Articles written in Journal of Chemical Sciences
Volume 103 Issue 3 March 1991 pp 305-311
Diffuse reflectance laser flash photolysis of adsorbed molecules
Recent progress which allows laser flash photolysis investigation of opaque materials by using diffuse reflectance from analysing sources for the detection of laser induced transient species is described. Experimental details of nanosecond and picosecond diffuse reflectance laser photolysis systems are presented and methods of analysis of data are discussed. The potential of the technique for studying elementary reactions at interfaces is demonstrated with particular reference to bimolecular reactions of (a) the triplet state of acridine adsorbed on various porous silica surfaces and (b) ion-electron recombination following multi-photon ionisation of diphenyl polyenes adsorbed on γ-alumina. The mechanisms of formation and decay of these transient adsorbed species are discussed.
Volume 104 Issue 6 December 1992 pp 739-745
The application of diffuse reflectance laser photolysis to study photochemistry at interfaces and in dyed fabrics
F Wilkinson D J McGarvey D R Worrall
Recently we have extended to heterogeneous, opaque and often highly scattering systems, the application of flash photolysis by using diffuse reflected light instead of transmitted light as the analysing source on timescales extending from several seconds to picoseconds. Laser-induced transient spectra and decay kinetics have been observed from a wide variety of samples including fractions of monolayers of organic molecules adsorbed on catalytic metal oxide surfaces, within inorganic and organic microcrystals, from dyed fabrics and from paper pulp. The potential of the technique to study photochemical reactions at interfaces is demonstrated with particular reference to ion-electron recombination on porous silica surfaces and to photochemical and photophysical processes occurring in dyed fabrics.

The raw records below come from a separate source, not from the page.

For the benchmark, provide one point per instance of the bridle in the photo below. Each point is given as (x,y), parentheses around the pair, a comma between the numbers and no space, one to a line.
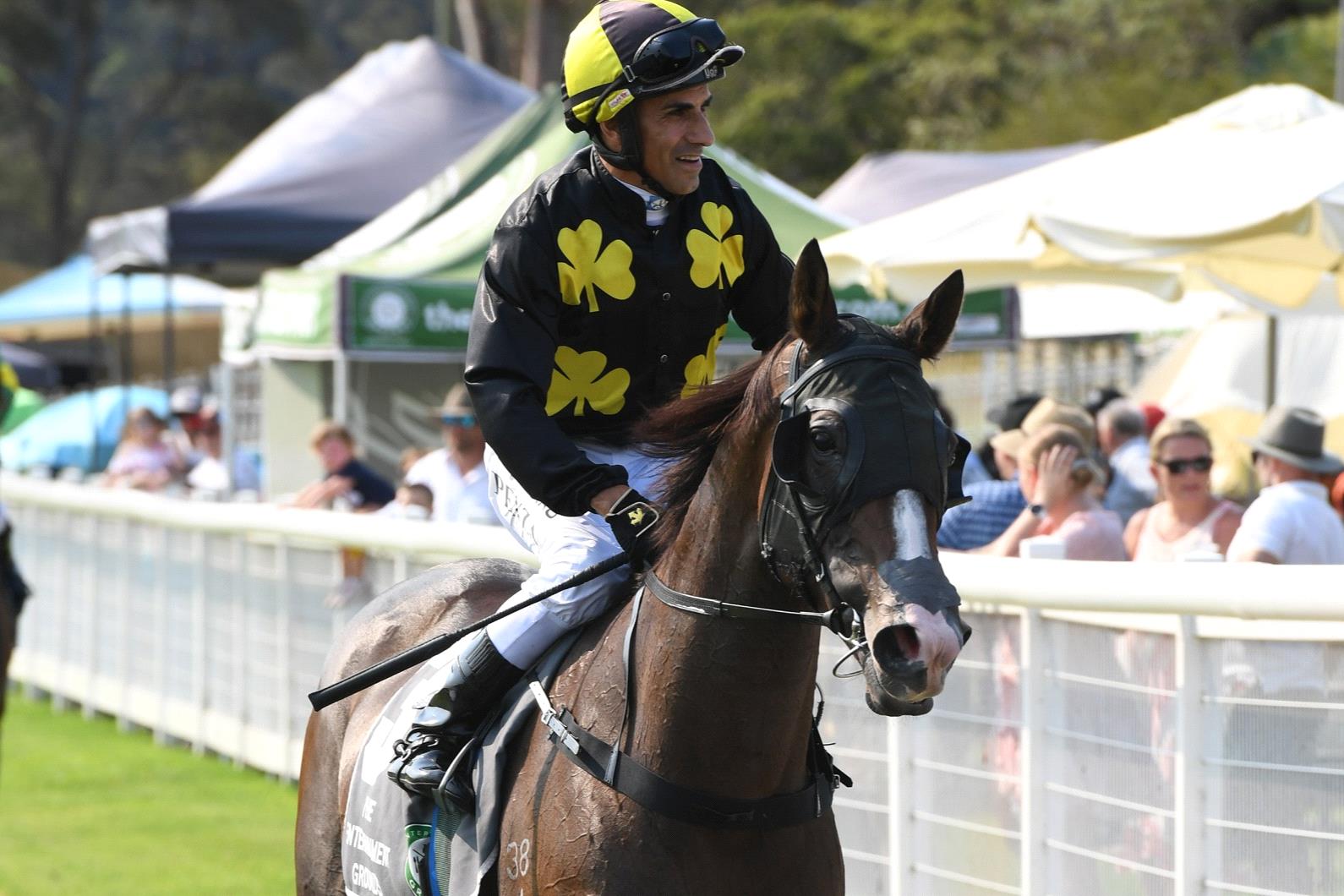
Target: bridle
(796,519)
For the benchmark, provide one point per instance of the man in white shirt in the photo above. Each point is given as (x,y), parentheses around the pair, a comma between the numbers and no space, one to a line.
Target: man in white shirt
(1292,520)
(456,473)
(1123,437)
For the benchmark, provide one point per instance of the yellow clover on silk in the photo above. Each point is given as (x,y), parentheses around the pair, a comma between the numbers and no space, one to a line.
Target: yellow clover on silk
(592,268)
(711,253)
(580,379)
(699,369)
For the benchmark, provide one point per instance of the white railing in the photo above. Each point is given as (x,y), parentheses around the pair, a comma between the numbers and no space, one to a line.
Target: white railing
(1111,729)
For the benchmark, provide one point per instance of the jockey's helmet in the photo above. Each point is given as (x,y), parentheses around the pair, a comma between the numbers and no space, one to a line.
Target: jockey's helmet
(626,50)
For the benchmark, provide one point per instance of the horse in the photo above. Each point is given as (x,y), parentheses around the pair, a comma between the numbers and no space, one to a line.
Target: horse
(717,702)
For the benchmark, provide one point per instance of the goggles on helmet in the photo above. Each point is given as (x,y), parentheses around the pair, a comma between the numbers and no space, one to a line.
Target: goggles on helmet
(679,54)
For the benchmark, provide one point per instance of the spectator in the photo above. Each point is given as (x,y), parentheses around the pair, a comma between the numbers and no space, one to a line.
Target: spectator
(184,407)
(1057,473)
(1006,417)
(143,460)
(1189,519)
(211,473)
(456,473)
(1123,441)
(1292,520)
(412,501)
(344,477)
(350,481)
(997,503)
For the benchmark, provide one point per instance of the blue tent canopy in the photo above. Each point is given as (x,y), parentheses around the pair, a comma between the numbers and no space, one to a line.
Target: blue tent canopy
(327,167)
(65,294)
(79,430)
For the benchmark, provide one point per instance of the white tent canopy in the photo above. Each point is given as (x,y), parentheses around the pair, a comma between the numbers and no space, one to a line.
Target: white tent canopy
(1245,196)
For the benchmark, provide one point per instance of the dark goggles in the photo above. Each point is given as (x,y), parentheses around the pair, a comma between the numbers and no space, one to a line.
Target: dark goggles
(680,52)
(1198,464)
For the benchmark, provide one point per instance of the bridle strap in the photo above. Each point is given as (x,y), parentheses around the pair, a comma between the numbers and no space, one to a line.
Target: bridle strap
(842,620)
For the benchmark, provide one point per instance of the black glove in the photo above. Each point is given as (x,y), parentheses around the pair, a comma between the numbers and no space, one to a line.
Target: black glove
(633,520)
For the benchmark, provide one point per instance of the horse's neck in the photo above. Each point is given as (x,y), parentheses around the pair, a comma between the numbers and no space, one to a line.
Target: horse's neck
(724,702)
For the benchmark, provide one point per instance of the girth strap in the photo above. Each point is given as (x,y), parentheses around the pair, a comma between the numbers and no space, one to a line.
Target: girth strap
(692,806)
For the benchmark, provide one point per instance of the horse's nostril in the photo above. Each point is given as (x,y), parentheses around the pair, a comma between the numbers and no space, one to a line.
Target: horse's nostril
(895,647)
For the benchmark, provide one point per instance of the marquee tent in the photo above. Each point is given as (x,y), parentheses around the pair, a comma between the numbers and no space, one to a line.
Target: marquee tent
(883,184)
(1216,375)
(1245,196)
(412,298)
(57,303)
(328,166)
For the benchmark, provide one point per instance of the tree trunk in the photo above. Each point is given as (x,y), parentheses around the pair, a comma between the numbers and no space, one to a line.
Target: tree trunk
(544,43)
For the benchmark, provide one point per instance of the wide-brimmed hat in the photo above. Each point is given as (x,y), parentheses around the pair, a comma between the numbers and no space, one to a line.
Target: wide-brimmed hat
(457,402)
(1047,412)
(1296,435)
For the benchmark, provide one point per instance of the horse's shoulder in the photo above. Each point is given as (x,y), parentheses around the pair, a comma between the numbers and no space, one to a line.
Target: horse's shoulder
(432,602)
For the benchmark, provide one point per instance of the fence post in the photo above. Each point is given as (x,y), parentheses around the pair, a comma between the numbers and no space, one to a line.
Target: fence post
(1031,754)
(901,807)
(161,629)
(284,647)
(91,594)
(200,644)
(1189,761)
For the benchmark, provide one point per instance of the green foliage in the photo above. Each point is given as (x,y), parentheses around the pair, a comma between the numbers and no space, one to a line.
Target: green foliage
(86,809)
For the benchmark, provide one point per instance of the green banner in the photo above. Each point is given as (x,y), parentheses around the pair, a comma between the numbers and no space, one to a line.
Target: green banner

Volume 105 Issue 6 October 1993 pp 685-694
Factors which determine the efficiency of sensitized singlet oxygen production
F Wilkinson D J McGarvey A Olea
Nanosecond laser photolysis measurements of sensitized phosphorescence from oxygen have been used to obtain values for singlet oxygen formation efficiencies during oxygen quenching of excited singlet and triplet states of anthracene and naphthalene derivatives. Oxygen quenching of excited singlet states of anthracene and dicyanoanthracene in cyclohexane has been shown to lead to catalysed production of triplet states with unit efficiency in both cases, but concurrent production of singlet oxygen only occurs in the case of 9,10-dicyanoanthracene with efficiency close to unity whereas the efficiency for singlet oxygen production due to direct oxygen quenching of excited singlet anthracene is close to zero. In contrast to these results, oxygen quenching of the triplet states of anthracene and dicyanoanthracene in cyclohexane yields singlet oxygen with unit efficiency whereas the singlet oxygen formation efficiency during oxygen quenching of triplet 1-ethylnaphthalene is only 0.86 in cyclohexane and drops to 0.51 in acetonitrile. This solvent dependence demonstrates the role which charge transfer interactions play in determining singlet oxygen yields. Further information concerning the decay of excited oxygen-aromatic hydrocarbon charge-transfer complexes have been obtained from picosecond laser pump-probe studies where direct excitation is into the charge-transfer bands of oxygenated 1-ethylnaphthalene. Following the excitation of the charge-transfer complex, the triplet state of 1-ethylnaphthalene is rapidly produced with an efficiency which shows a marked solvent dependency, being 0.4 and 0.8 in acetonitrile and cyclohexane, respectively. The measured yields of singlet oxygen formation following excitation into 1-ethylnaphthalene-oxygen charge-transfer complexes are 0.36 and 0.78 in these two solvents which is greater than that expected on the basis of the measured triplet yields. Mechanisms of quenching of excited states by oxygen which explain these results are discussed.